Kumar said: “The committee (set up by the JNU administration) scrutinised the estimated utility and service charges in the hostels, which are Rs 2,000 per month (including electricity and water charges of Rs 300) and has recommended that Rs 1,000 per month may be charged. Students who are below poverty line — an outdated classification — who are not receiving scholarships, will pay Rs 500 a month towards these charges.”

When the Executive Council — held outside campus without elected teacher representatives — approved the new norms a fortnight ago, a partial rollback to the hostel manual was announced. This included a 50 per cent waiver in service charges — estimated by students at a minimum of Rs 1,700 — and utility charges for students from BPL families. The increase in room rent — the smallest component of the hike — was also halved.

With Monday night’s rollback, the total hostel charges will be around Rs 3,500 to Rs 4,000 a month from January. These are currently a little over Rs 2,700 per month, which the JNU administration had initially raised to around Rs 5,000, sparking the protests.

The merit-cum-means scholarships, availed by a fifth of boarders, is only Rs 2,000 per month. The administration is yet to define its income ceiling for BPL students.The JNU students’ union said in a release: “Statutory bodies like the IHA (Inter-Hall Administration, which maintains the hostels), Executive Council and other deliberative structures have been completely bypassed…. Our repeated demand has been to cancel the sham 28 October IHA meeting, call a new one with the JNUSU present and discuss the modalities of a new Manual and fee structure to be implemented with student consent.”

The union added: “The administration should think twice before engaging in such juvenile stunts and testing the patience of the students.”

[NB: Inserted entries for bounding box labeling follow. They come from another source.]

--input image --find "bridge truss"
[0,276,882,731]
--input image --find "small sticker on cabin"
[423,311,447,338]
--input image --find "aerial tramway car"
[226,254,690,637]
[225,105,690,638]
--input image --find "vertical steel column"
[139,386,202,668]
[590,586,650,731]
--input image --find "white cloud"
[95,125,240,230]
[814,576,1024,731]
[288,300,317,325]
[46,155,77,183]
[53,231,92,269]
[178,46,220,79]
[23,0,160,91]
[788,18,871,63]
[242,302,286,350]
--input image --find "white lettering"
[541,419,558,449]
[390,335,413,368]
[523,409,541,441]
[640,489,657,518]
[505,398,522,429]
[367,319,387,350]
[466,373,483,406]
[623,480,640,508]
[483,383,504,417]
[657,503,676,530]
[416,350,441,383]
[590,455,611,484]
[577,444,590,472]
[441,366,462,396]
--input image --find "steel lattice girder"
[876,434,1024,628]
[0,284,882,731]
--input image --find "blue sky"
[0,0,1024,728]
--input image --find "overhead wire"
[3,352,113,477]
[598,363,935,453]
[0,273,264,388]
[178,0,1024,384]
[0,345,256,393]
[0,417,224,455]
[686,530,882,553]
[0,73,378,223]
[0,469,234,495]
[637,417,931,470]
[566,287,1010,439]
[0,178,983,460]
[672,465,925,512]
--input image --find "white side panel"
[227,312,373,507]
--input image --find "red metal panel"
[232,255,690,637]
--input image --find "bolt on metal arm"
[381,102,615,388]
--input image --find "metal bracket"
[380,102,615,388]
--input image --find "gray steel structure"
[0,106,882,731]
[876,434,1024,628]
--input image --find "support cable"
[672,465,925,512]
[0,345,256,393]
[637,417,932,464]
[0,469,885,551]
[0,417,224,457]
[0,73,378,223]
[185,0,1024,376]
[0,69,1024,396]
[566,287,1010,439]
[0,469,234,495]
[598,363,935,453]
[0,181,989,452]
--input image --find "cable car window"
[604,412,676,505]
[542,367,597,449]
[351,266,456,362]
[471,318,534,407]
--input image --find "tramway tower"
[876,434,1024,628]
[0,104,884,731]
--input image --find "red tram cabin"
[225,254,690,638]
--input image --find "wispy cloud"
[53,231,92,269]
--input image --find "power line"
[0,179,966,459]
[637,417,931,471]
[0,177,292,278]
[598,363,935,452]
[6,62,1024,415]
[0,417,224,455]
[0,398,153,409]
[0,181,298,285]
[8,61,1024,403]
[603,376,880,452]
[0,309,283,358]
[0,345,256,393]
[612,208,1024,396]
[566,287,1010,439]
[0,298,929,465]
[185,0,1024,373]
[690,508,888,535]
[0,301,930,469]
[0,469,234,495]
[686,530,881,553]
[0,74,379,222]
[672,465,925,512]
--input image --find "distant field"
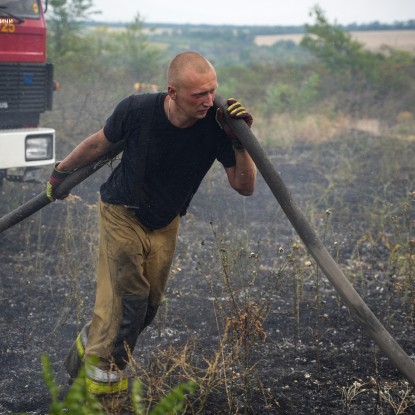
[255,30,415,52]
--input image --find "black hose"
[215,96,415,386]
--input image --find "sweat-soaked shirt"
[101,93,235,229]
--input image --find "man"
[47,52,256,410]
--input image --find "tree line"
[47,0,415,127]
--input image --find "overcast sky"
[94,0,415,26]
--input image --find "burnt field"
[0,132,415,415]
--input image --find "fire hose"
[0,96,415,387]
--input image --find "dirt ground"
[0,135,415,415]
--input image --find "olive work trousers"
[85,201,180,366]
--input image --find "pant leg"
[67,203,179,394]
[85,202,151,366]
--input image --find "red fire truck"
[0,0,56,186]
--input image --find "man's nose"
[205,93,215,107]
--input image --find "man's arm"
[56,129,113,172]
[225,149,256,196]
[46,129,113,202]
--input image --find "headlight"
[25,134,53,161]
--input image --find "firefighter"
[46,52,256,413]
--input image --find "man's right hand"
[46,163,71,202]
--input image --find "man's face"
[169,69,217,122]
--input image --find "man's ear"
[167,85,177,99]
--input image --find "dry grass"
[255,30,415,52]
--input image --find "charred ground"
[0,133,415,415]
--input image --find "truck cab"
[0,0,56,185]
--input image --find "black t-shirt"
[101,93,235,229]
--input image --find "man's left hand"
[216,98,254,150]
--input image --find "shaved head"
[167,52,215,88]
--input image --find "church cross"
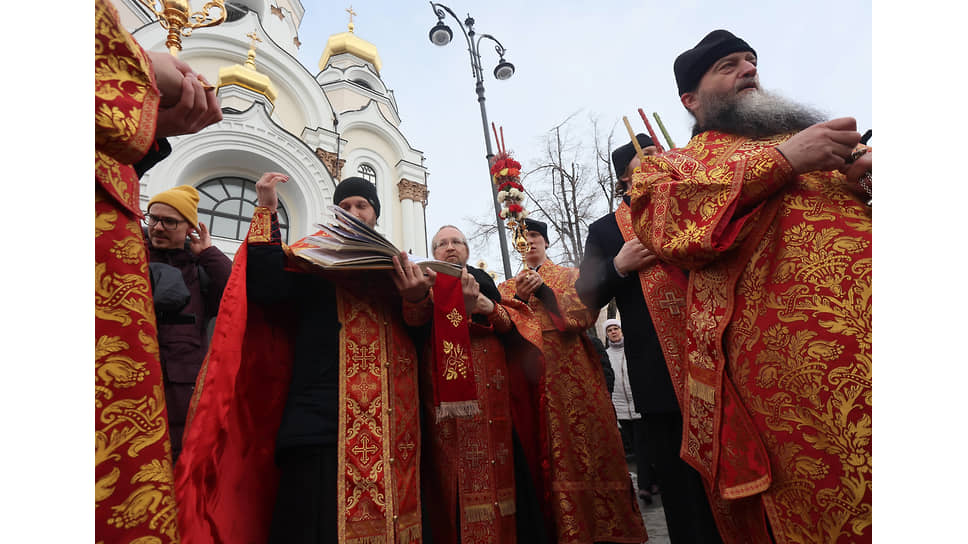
[464,442,487,470]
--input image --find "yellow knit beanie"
[148,185,198,230]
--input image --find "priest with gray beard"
[620,30,872,544]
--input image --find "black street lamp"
[430,2,514,279]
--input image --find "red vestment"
[630,131,872,543]
[176,208,421,544]
[492,261,648,544]
[419,296,517,544]
[94,0,178,544]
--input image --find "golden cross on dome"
[245,30,262,70]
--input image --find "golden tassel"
[498,499,517,517]
[464,503,494,523]
[689,376,716,404]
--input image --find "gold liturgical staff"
[141,0,225,57]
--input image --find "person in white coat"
[605,319,659,504]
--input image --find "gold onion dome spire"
[218,30,277,103]
[319,6,383,75]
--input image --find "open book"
[292,206,462,277]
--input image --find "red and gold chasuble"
[94,0,178,544]
[416,296,517,544]
[630,132,872,543]
[176,208,421,544]
[498,261,648,544]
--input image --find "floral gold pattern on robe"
[94,1,178,544]
[630,132,872,543]
[176,215,421,544]
[498,261,648,544]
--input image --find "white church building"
[114,0,428,256]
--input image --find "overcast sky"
[299,0,877,278]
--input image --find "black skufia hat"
[524,218,551,246]
[333,177,380,218]
[672,30,756,96]
[612,134,655,178]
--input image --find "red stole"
[432,274,481,421]
[176,244,421,544]
[498,261,648,544]
[94,1,178,544]
[421,324,516,544]
[615,202,769,540]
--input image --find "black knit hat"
[612,134,655,177]
[672,30,756,96]
[524,219,551,246]
[333,177,380,219]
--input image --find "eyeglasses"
[145,213,187,230]
[434,239,467,249]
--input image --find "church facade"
[114,0,429,256]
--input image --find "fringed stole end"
[436,400,481,423]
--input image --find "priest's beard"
[692,90,827,138]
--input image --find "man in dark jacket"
[575,134,721,543]
[145,185,232,460]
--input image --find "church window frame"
[356,162,377,187]
[195,176,289,243]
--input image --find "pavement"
[628,461,671,544]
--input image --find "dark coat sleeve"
[198,246,232,317]
[134,138,171,178]
[245,244,298,304]
[588,335,615,393]
[575,216,625,309]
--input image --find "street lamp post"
[430,2,514,279]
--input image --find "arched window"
[196,177,289,243]
[356,162,376,185]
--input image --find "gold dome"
[217,32,276,104]
[319,23,383,75]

The students have also protested the inquiries by police in Uttar Pradesh and Odisha at the homes of leaders involved in the protest against the fee hike.

The JNU teachers’ association echoed the students and called for vice-chancellor M. Jagadesh Kumar to quit.

“The circular itself suggests that the university is at least officially conceding, more than it did when the hoax of a concession for BPL category students was announced on 13th November 2019, that the proposed increase in hostel charges was exorbitant and needed to be reversed.

“…After first appealing to teachers to persuade students to accept the hike in charges as both reasonable as well as necessary, the university administration has now accepted that they were neither reasonable nor necessary,” the JNUTA said in a statement.

A section of teachers opposed to the JNUTA welcomed the rollback.

The Centre has formed a panel of three academics to talk to students and teachers and recommend ways to end the agitation. But vice-chancellor Kumar has neither met teachers’ or students’ unions nor the human resource development ministry’s committee that visited the campus last week.

The report by the Centre’s team was submitted on Tuesday.

Kumar’s administration formed its own high-level committee on Sunday to ask for suggestions from students’ representatives by evening.